THE higher you climb the harder you fall. Newcastle welcomes two rock acts who know that better than most. Simon Rushworth looks forward to veteran thrashers Metallica and former Darkness frontman Justin Hawkins.
FOR those of you who missed it, Metallica are back.
Back to selling millions of albums, back to packing out huge arenas and back to their very best.
Tonight they’re back on Tyneside and promising to unleash one of the most polished and professional heavy metal shows you’ll ever have the pleasure of experiencing.

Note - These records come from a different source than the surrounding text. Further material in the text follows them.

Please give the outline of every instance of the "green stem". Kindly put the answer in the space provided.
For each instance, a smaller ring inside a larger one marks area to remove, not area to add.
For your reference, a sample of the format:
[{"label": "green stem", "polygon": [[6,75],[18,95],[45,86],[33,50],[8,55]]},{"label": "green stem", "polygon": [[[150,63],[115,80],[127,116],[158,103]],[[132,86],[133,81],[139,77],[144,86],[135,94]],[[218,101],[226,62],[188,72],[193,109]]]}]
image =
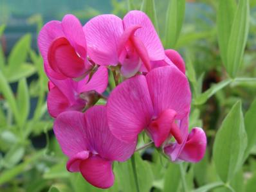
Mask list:
[{"label": "green stem", "polygon": [[131,161],[132,161],[133,175],[134,176],[134,179],[135,179],[136,188],[137,189],[137,192],[140,192],[139,182],[138,182],[138,175],[137,175],[137,171],[136,170],[136,163],[135,163],[134,155],[133,155],[132,156]]},{"label": "green stem", "polygon": [[185,178],[185,171],[183,168],[183,163],[179,164],[179,170],[181,171],[181,184],[182,187],[183,188],[184,192],[188,192],[188,187],[187,186],[186,178]]}]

If 2008 was the comeback year for James Hetfield, Lars Ulrich and the gang, then 2009 will be the year when Metallica restore their reputation for good.
Gone are the days when critics and hardened fans alike would sneer at the mediocrity of 2003s St Anger – a poorly mixed record which many believed sounded the death knell for the Los Angeles quartet.
Right now the band is riding high on the back of the dazzling Death Magnetic, the fifth-best selling record in the world last year and oozing with the confidence that comes from reclaiming their thrash metal crown.
If last August’s performance at the Leeds Festival was confirmation that one of the biggest bands of the early 90s had rediscovered its best form, then tonight’s Metro Radio Arena show, sold out for months, is a celebration of a glittering 28-year career.
Mixing pounding tracks from the new record with punchy classics from a bulging back catalogue, Hetfield has long been promising the ultimate Metallica show. It should be something special.
Not so long ago Justin Hawkins was packing out enormo-domes across the world as the charismatic, if misguided, lead singer with retro pomp rock chart toppers The Darkness.
A dangerous drug habit and reliance on the mega star’s crutch of choice – alcohol – served as the catalyst for the band’s demise but these days Hawkins is sober and starting over.
New band Hot Leg entered the album charts with Red Light Fever at a modest 81 last month and headlining Newcastle’s 02 Academy II is a far cry from the heydays of arena sell-outs.
But Hawkins has lost none of the verve and vivacity which made him such an endearing individual first time around.
“People are going to look at the chart position and ask whether I’m disappointed because of where I once was,” says Hawkins. “But it’s not disappointing at all.
“In fact we’re getting T-shirts printed for the tour with 81 splashed across them.
“The music from 1981 is probably the closest to what Hot Leg does anyway so it’s really quite fitting.”
Metallica play the Metro Radio Arena tonight and tickets are still on sale for Hot Leg’s gig at Newcastle’s O2 Academy on Friday, March 6.